Filmfestspiele Fünf Berlinale-Kandidaten stehen fest

Die ersten Wettbewerber und den Goldenen Bären 2004 stehen bereits fest: Renommierte Regisseure wie Romuald Karmakar, Ron Howard und Manuel Gutierrez Aragón schicken ihre neuen Filme in den Wettbewerb der Berlinale.
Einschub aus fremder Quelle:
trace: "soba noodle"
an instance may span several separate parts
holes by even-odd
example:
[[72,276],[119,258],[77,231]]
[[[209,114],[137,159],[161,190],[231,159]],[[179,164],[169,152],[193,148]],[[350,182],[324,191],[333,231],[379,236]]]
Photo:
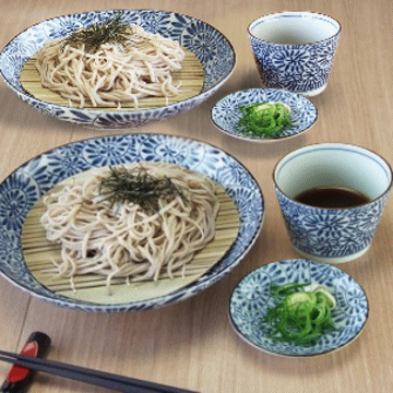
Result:
[[[172,277],[215,236],[218,200],[216,184],[203,175],[177,165],[143,163],[133,170],[168,177],[187,196],[158,201],[159,210],[146,212],[134,203],[111,203],[99,193],[108,168],[85,182],[74,182],[44,196],[41,224],[50,241],[61,243],[58,274],[85,274],[127,282]],[[130,168],[130,169],[131,169]]]
[[38,52],[36,68],[41,84],[81,108],[120,107],[144,97],[165,97],[179,93],[171,72],[181,69],[184,51],[177,41],[130,25],[129,40],[107,43],[97,51],[84,44],[47,43]]

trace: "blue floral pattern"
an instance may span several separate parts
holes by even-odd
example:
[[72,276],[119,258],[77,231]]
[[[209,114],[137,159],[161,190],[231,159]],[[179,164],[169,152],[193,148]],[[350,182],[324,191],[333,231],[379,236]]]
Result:
[[[290,108],[291,124],[273,138],[246,136],[236,129],[241,118],[239,106],[252,103],[282,102]],[[295,136],[309,130],[318,119],[317,107],[306,97],[284,90],[250,88],[229,94],[212,108],[212,121],[218,130],[228,135],[255,142],[266,142]]]
[[326,85],[338,38],[340,31],[329,39],[296,46],[271,44],[249,34],[264,87],[303,94]]
[[[226,255],[196,282],[156,299],[126,305],[99,305],[51,293],[31,275],[21,249],[21,230],[29,209],[61,180],[93,167],[130,162],[167,162],[211,177],[234,199],[239,235]],[[229,170],[230,169],[230,170]],[[250,250],[264,216],[262,192],[251,174],[233,156],[214,146],[156,134],[110,135],[70,143],[48,151],[12,172],[0,184],[0,272],[33,296],[86,311],[157,308],[193,296],[228,274]]]
[[64,15],[38,23],[22,32],[0,53],[0,72],[7,85],[21,99],[44,115],[98,129],[123,129],[165,120],[200,105],[214,94],[234,71],[234,48],[227,38],[211,25],[191,16],[165,11],[123,10],[123,17],[130,23],[179,41],[199,58],[204,70],[204,84],[199,95],[160,108],[116,111],[58,106],[40,102],[24,91],[20,83],[22,67],[46,40],[61,38],[91,23],[102,22],[115,12],[114,10]]
[[[274,306],[270,285],[308,282],[324,285],[335,297],[332,319],[337,329],[313,346],[273,342],[263,322],[267,309]],[[366,294],[354,278],[332,265],[301,259],[269,263],[249,273],[235,287],[229,302],[231,324],[242,340],[258,349],[294,357],[320,355],[349,344],[364,330],[368,313]]]
[[337,260],[370,246],[389,192],[372,203],[348,210],[315,209],[287,198],[275,187],[294,247],[305,254]]

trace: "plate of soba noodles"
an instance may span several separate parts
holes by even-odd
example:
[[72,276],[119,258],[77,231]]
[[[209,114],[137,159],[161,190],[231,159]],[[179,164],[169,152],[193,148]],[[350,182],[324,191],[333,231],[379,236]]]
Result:
[[0,53],[7,85],[40,112],[98,129],[135,128],[201,104],[236,56],[216,28],[191,16],[108,10],[39,22]]
[[87,139],[0,184],[0,272],[57,306],[158,308],[228,274],[263,216],[258,182],[218,147],[151,133]]

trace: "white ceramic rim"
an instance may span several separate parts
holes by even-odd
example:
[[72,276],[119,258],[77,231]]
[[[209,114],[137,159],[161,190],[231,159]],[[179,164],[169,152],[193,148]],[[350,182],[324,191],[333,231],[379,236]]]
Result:
[[[369,148],[366,148],[366,147],[361,147],[361,146],[357,146],[357,145],[354,145],[354,144],[349,144],[349,143],[314,143],[314,144],[311,144],[311,145],[308,145],[308,146],[305,146],[305,147],[300,147],[300,148],[297,148],[288,154],[286,154],[284,157],[282,157],[277,164],[274,166],[274,169],[273,169],[273,183],[274,183],[274,187],[279,190],[279,192],[282,194],[284,194],[286,198],[288,198],[290,201],[294,201],[296,203],[299,203],[301,205],[305,205],[305,206],[308,206],[308,207],[312,207],[308,204],[305,204],[305,203],[301,203],[301,202],[298,202],[298,201],[295,201],[294,198],[291,196],[288,196],[277,184],[277,181],[276,181],[276,174],[277,174],[277,170],[281,166],[281,164],[284,162],[284,160],[287,160],[289,159],[290,157],[293,156],[296,156],[298,155],[299,153],[301,152],[307,152],[307,151],[312,151],[317,147],[345,147],[345,148],[350,148],[353,150],[354,152],[355,151],[364,151],[364,152],[367,152],[369,155],[372,155],[374,156],[378,160],[381,160],[385,166],[386,166],[386,170],[390,172],[390,182],[386,187],[386,189],[384,190],[384,192],[382,192],[380,195],[378,195],[377,198],[373,198],[371,201],[369,202],[366,202],[364,204],[361,204],[361,206],[367,206],[371,203],[374,203],[376,201],[380,200],[381,198],[383,198],[389,191],[390,189],[392,188],[393,186],[393,170],[392,170],[392,167],[391,165],[386,162],[386,159],[384,159],[381,155],[377,154],[376,152],[369,150]],[[350,210],[350,209],[356,209],[356,207],[359,207],[359,205],[357,206],[353,206],[353,207],[318,207],[318,209],[321,209],[321,210]]]
[[[254,34],[252,34],[251,29],[252,29],[253,25],[255,25],[258,22],[261,22],[264,19],[266,19],[266,20],[267,19],[278,19],[278,17],[282,17],[284,15],[287,15],[287,16],[289,16],[289,15],[294,15],[294,16],[300,16],[300,15],[303,15],[303,16],[308,16],[308,15],[309,16],[317,16],[318,15],[318,16],[321,16],[321,17],[325,19],[329,22],[333,22],[334,24],[336,24],[337,25],[337,31],[336,31],[335,34],[333,34],[333,35],[331,35],[331,36],[329,36],[329,37],[326,37],[324,39],[313,40],[313,41],[303,43],[303,44],[278,44],[278,43],[272,43],[272,41],[269,41],[269,40],[261,39],[261,38],[257,37]],[[323,43],[323,41],[326,41],[326,40],[337,36],[341,33],[341,31],[342,31],[342,25],[334,17],[332,17],[330,15],[326,15],[326,14],[323,14],[323,13],[309,12],[309,11],[285,11],[285,12],[277,12],[277,13],[273,13],[273,14],[262,15],[262,16],[253,20],[247,27],[247,32],[252,38],[254,38],[254,39],[257,39],[257,40],[259,40],[261,43],[266,43],[266,44],[270,44],[270,45],[277,45],[277,46],[283,46],[283,47],[285,47],[285,46],[290,46],[290,47],[299,46],[299,47],[301,47],[301,46],[305,46],[305,45],[312,45],[312,44],[317,44],[317,43]]]

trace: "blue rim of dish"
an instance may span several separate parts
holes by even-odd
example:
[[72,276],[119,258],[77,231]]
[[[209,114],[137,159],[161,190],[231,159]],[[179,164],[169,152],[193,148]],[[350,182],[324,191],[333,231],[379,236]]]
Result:
[[[241,96],[243,96],[242,99]],[[239,97],[239,104],[235,104],[234,102],[231,102],[237,100]],[[261,100],[283,102],[284,104],[286,104],[291,109],[293,118],[295,116],[294,120],[296,121],[297,127],[289,126],[288,128],[284,129],[283,132],[285,134],[281,133],[277,136],[266,138],[243,135],[240,132],[235,131],[233,128],[236,121],[240,119],[240,112],[234,112],[233,115],[228,115],[229,110],[238,111],[239,105],[260,103]],[[227,107],[225,107],[226,105]],[[302,106],[300,109],[298,107],[299,105]],[[303,112],[307,110],[307,118],[301,116],[301,110]],[[223,111],[224,114],[221,115],[221,111]],[[227,119],[226,116],[230,116],[230,118]],[[228,94],[222,99],[219,99],[211,110],[211,120],[219,131],[224,132],[227,135],[252,142],[274,142],[300,135],[311,129],[311,127],[314,126],[318,120],[318,109],[310,99],[298,93],[293,93],[278,88],[249,88]],[[305,124],[299,124],[299,121],[305,122]],[[223,122],[226,122],[226,124]]]
[[[88,142],[92,142],[92,141],[98,141],[98,140],[103,141],[103,140],[116,139],[116,138],[120,138],[120,139],[163,138],[163,139],[166,139],[166,140],[169,139],[169,140],[181,141],[182,143],[200,144],[200,145],[204,145],[204,146],[206,146],[209,148],[212,148],[214,151],[222,152],[222,153],[224,153],[224,155],[226,155],[227,157],[233,159],[235,163],[237,163],[237,165],[239,165],[242,168],[242,170],[245,170],[245,172],[248,174],[248,177],[251,180],[251,182],[254,184],[254,190],[255,190],[255,192],[257,192],[257,194],[258,194],[258,196],[259,196],[259,199],[261,201],[261,205],[260,205],[261,216],[260,216],[260,219],[255,223],[257,230],[253,231],[252,237],[251,237],[251,239],[249,239],[247,245],[240,245],[240,246],[243,246],[243,249],[240,251],[239,255],[237,255],[227,266],[225,266],[225,269],[219,271],[218,274],[215,274],[214,276],[209,277],[209,279],[206,278],[206,275],[212,274],[212,271],[216,270],[216,267],[222,263],[222,261],[228,255],[228,253],[230,252],[230,249],[237,242],[237,240],[238,240],[238,238],[237,238],[235,240],[235,243],[233,245],[233,247],[227,251],[227,253],[223,257],[223,259],[221,261],[218,261],[211,270],[209,270],[206,273],[204,273],[195,282],[190,283],[188,286],[179,288],[179,289],[177,289],[177,290],[175,290],[175,291],[172,291],[172,293],[170,293],[168,295],[164,295],[164,296],[156,297],[156,298],[151,298],[148,300],[139,300],[139,301],[135,301],[135,302],[126,302],[126,303],[104,303],[103,305],[103,303],[96,303],[96,302],[92,302],[92,301],[72,299],[72,298],[69,298],[67,296],[58,295],[56,293],[50,291],[43,284],[38,283],[35,278],[33,278],[34,282],[38,283],[39,286],[45,288],[46,291],[49,291],[49,293],[56,295],[56,297],[53,297],[53,298],[48,298],[46,295],[43,295],[43,294],[32,289],[32,288],[25,287],[23,284],[19,283],[15,278],[8,276],[3,272],[3,270],[1,269],[1,264],[0,264],[0,275],[3,276],[7,281],[9,281],[10,283],[15,285],[16,287],[19,287],[23,291],[25,291],[25,293],[27,293],[27,294],[29,294],[29,295],[32,295],[32,296],[40,299],[40,300],[44,300],[44,301],[47,301],[47,302],[50,302],[50,303],[55,303],[55,305],[60,306],[60,307],[68,307],[68,308],[76,309],[76,310],[93,311],[93,312],[135,311],[135,310],[145,310],[145,309],[155,309],[155,308],[159,308],[159,307],[163,307],[163,306],[172,305],[172,303],[176,303],[178,301],[186,300],[186,299],[201,293],[202,290],[206,289],[207,287],[216,284],[225,275],[230,273],[231,270],[235,269],[235,266],[237,266],[242,261],[242,259],[248,254],[248,252],[250,251],[250,249],[252,248],[252,246],[257,241],[257,239],[258,239],[258,237],[259,237],[259,235],[260,235],[260,233],[262,230],[262,226],[263,226],[263,222],[264,222],[265,202],[264,202],[264,196],[263,196],[262,190],[261,190],[258,181],[253,177],[253,175],[249,171],[249,169],[243,164],[241,164],[240,160],[238,160],[231,154],[225,152],[223,148],[216,147],[213,144],[199,141],[196,139],[190,139],[190,138],[183,138],[183,136],[175,136],[175,135],[168,135],[168,134],[158,134],[158,133],[133,133],[133,134],[118,134],[118,135],[108,134],[108,135],[105,135],[105,136],[92,136],[92,138],[88,138],[88,139],[82,140],[82,141],[69,142],[69,143],[62,144],[60,146],[47,150],[47,151],[45,151],[45,152],[43,152],[40,154],[37,154],[35,157],[32,157],[27,162],[21,164],[17,168],[15,168],[12,172],[10,172],[1,181],[0,191],[1,191],[2,187],[3,187],[3,184],[9,179],[11,179],[13,176],[16,176],[16,172],[20,171],[22,168],[24,168],[28,163],[37,160],[40,157],[46,156],[46,155],[48,155],[48,154],[50,154],[52,152],[56,152],[56,151],[58,151],[60,148],[66,148],[66,147],[70,147],[70,146],[78,145],[78,144],[84,144],[84,143],[88,143]],[[99,166],[100,165],[92,165],[92,167],[99,167]],[[84,170],[86,170],[86,169],[81,169],[78,172],[81,172],[81,171],[84,171]],[[68,178],[70,176],[72,176],[72,175],[67,175],[67,176],[64,176],[64,178]],[[61,181],[61,180],[63,180],[63,179],[59,179],[58,182]],[[57,182],[55,182],[52,184],[52,187]],[[29,209],[27,210],[26,214],[28,213]],[[24,219],[23,219],[23,222],[24,222]],[[22,228],[23,228],[23,223],[22,223]],[[20,228],[20,230],[22,230],[22,228]],[[238,237],[239,237],[239,235],[238,235]],[[20,240],[21,240],[21,233],[19,234],[19,247],[22,249],[22,245],[21,245]],[[22,257],[23,257],[23,254],[22,254]],[[22,260],[22,263],[25,264],[24,258]],[[192,288],[192,291],[187,293],[187,289],[189,289],[189,288]],[[159,299],[164,299],[164,301],[159,302],[157,305],[156,301],[159,300]],[[146,303],[147,303],[147,306],[146,306]]]
[[[255,274],[255,272],[259,272],[260,270],[264,270],[266,269],[266,266],[272,266],[275,264],[279,264],[282,262],[284,263],[290,263],[294,261],[305,261],[305,262],[309,262],[312,263],[314,265],[320,265],[320,266],[324,266],[325,269],[331,269],[332,271],[336,271],[336,272],[341,272],[343,274],[344,277],[348,277],[349,279],[352,279],[356,286],[358,287],[358,289],[360,289],[361,294],[364,295],[365,301],[366,301],[366,313],[365,313],[365,318],[362,321],[362,324],[360,325],[359,330],[357,331],[357,333],[355,335],[353,335],[350,337],[350,340],[344,341],[342,344],[334,346],[332,348],[325,349],[325,350],[321,350],[321,352],[317,352],[317,353],[309,353],[309,354],[293,354],[293,353],[284,353],[284,352],[278,352],[278,350],[270,350],[269,348],[264,347],[263,345],[260,345],[259,343],[254,342],[253,340],[251,340],[250,337],[247,337],[243,332],[241,331],[241,329],[239,329],[238,324],[236,323],[236,321],[234,320],[234,315],[231,312],[231,306],[233,306],[233,300],[234,300],[234,296],[235,293],[238,290],[239,287],[241,287],[241,285],[245,284],[245,282],[247,282],[248,278],[250,278],[252,275]],[[282,284],[282,283],[281,283]],[[353,343],[357,337],[359,337],[359,335],[361,334],[361,332],[365,330],[366,323],[368,321],[369,318],[369,313],[370,313],[370,308],[369,308],[369,301],[366,295],[365,289],[361,287],[361,285],[359,285],[358,282],[356,282],[349,274],[345,273],[344,271],[342,271],[341,269],[330,265],[330,264],[325,264],[325,263],[321,263],[321,262],[315,262],[315,261],[310,261],[310,260],[305,260],[305,259],[290,259],[290,260],[282,260],[282,261],[275,261],[275,262],[270,262],[265,265],[262,265],[260,267],[257,267],[255,270],[253,270],[252,272],[248,273],[243,278],[240,279],[240,282],[235,286],[235,288],[233,289],[230,296],[229,296],[229,302],[228,302],[228,318],[229,318],[229,322],[231,327],[234,329],[235,333],[247,344],[251,345],[253,348],[262,350],[266,354],[271,354],[271,355],[276,355],[276,356],[282,356],[282,357],[288,357],[288,358],[303,358],[303,357],[315,357],[315,356],[321,356],[321,355],[326,355],[326,354],[331,354],[334,353],[336,350],[340,350],[344,347],[346,347],[347,345],[349,345],[350,343]],[[299,348],[301,348],[301,346],[299,346]]]

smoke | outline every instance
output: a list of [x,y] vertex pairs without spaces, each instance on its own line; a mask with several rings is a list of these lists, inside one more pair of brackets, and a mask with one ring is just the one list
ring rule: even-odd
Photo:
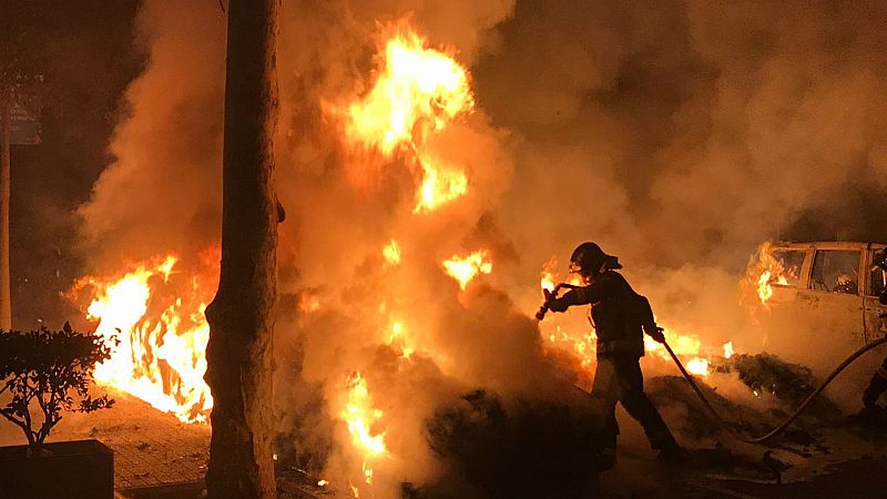
[[116,159],[79,208],[93,271],[218,240],[225,18],[212,2],[145,2],[136,27],[150,53],[126,90]]
[[[847,201],[884,195],[877,2],[283,7],[279,441],[330,477],[365,478],[341,421],[356,373],[390,450],[373,460],[381,496],[435,478],[422,421],[461,394],[509,400],[581,378],[528,318],[541,265],[581,241],[621,257],[664,325],[755,352],[736,275],[759,242],[789,230],[883,237],[868,230],[886,205]],[[329,112],[366,94],[379,33],[398,22],[452,48],[478,102],[431,144],[467,166],[469,194],[427,215],[414,213],[407,160],[347,146]],[[139,27],[150,62],[128,91],[116,160],[79,211],[98,269],[218,237],[224,14],[147,1]],[[847,213],[835,206],[859,212],[820,216]],[[409,264],[386,264],[392,238]],[[493,273],[461,292],[440,262],[479,248]]]

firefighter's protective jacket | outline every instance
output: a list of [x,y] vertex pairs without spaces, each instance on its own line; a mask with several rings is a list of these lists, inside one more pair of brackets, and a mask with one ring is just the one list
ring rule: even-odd
[[[646,299],[632,289],[622,274],[606,271],[588,286],[569,291],[550,305],[554,312],[591,304],[590,320],[598,335],[598,357],[628,355],[642,357],[642,323]],[[651,320],[652,320],[652,314]]]

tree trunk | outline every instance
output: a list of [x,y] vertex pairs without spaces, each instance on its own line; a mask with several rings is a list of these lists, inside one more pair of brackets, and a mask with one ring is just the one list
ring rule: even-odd
[[0,91],[0,329],[12,328],[12,297],[9,282],[9,183],[10,183],[10,105],[6,92]]
[[210,498],[273,498],[272,354],[277,210],[274,129],[279,0],[230,0],[222,272],[206,308],[214,406]]

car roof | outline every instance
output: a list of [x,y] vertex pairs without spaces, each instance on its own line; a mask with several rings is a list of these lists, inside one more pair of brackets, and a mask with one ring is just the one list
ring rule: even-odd
[[871,247],[874,249],[881,249],[886,247],[884,243],[864,243],[858,241],[776,241],[771,243],[771,249],[865,249]]

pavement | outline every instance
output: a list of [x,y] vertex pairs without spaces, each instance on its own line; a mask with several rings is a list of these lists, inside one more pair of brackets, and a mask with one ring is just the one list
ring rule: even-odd
[[201,482],[210,458],[210,425],[181,422],[149,404],[113,393],[114,406],[89,415],[68,414],[50,440],[94,438],[114,450],[114,488]]

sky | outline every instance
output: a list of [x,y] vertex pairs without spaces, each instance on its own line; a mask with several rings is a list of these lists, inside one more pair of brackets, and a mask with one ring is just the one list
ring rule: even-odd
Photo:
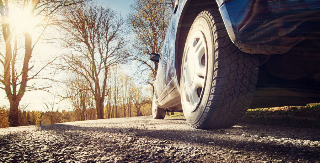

Berlin - Rund zwei Monate vor Beginn der Berliner Filmfestspiele sind die ersten Wettbewerbsfilme festgelegt. Von der tragischen Liebesgeschichte über das politische Psychodrama, vom historischen Thriller bis zur intimen Familiensaga reiche die Spannbreite, erklärte Festivaldirektor Dieter Kosslick am Montag in Berlin. Die fünf bereits für den Wettbewerb vorgesehenen Produktionen kommen aus Deutschland, Spanien, Dänemark, Kroatien und den USA.

"Die Nacht singt ihre Lieder" heißt die neue Produktion des deutschen Regisseurs Romuald Karmakar ("Der Totmacher"). Die Liebestragödie ist im Berliner Szenebezirk Mitte angesiedelt und erzählt von Enttäuschungen und Erwartungen eines jungen Paares. Gedreht wurde der Film nach einem Theaterstück des norwegischen Autors Jon Fosse.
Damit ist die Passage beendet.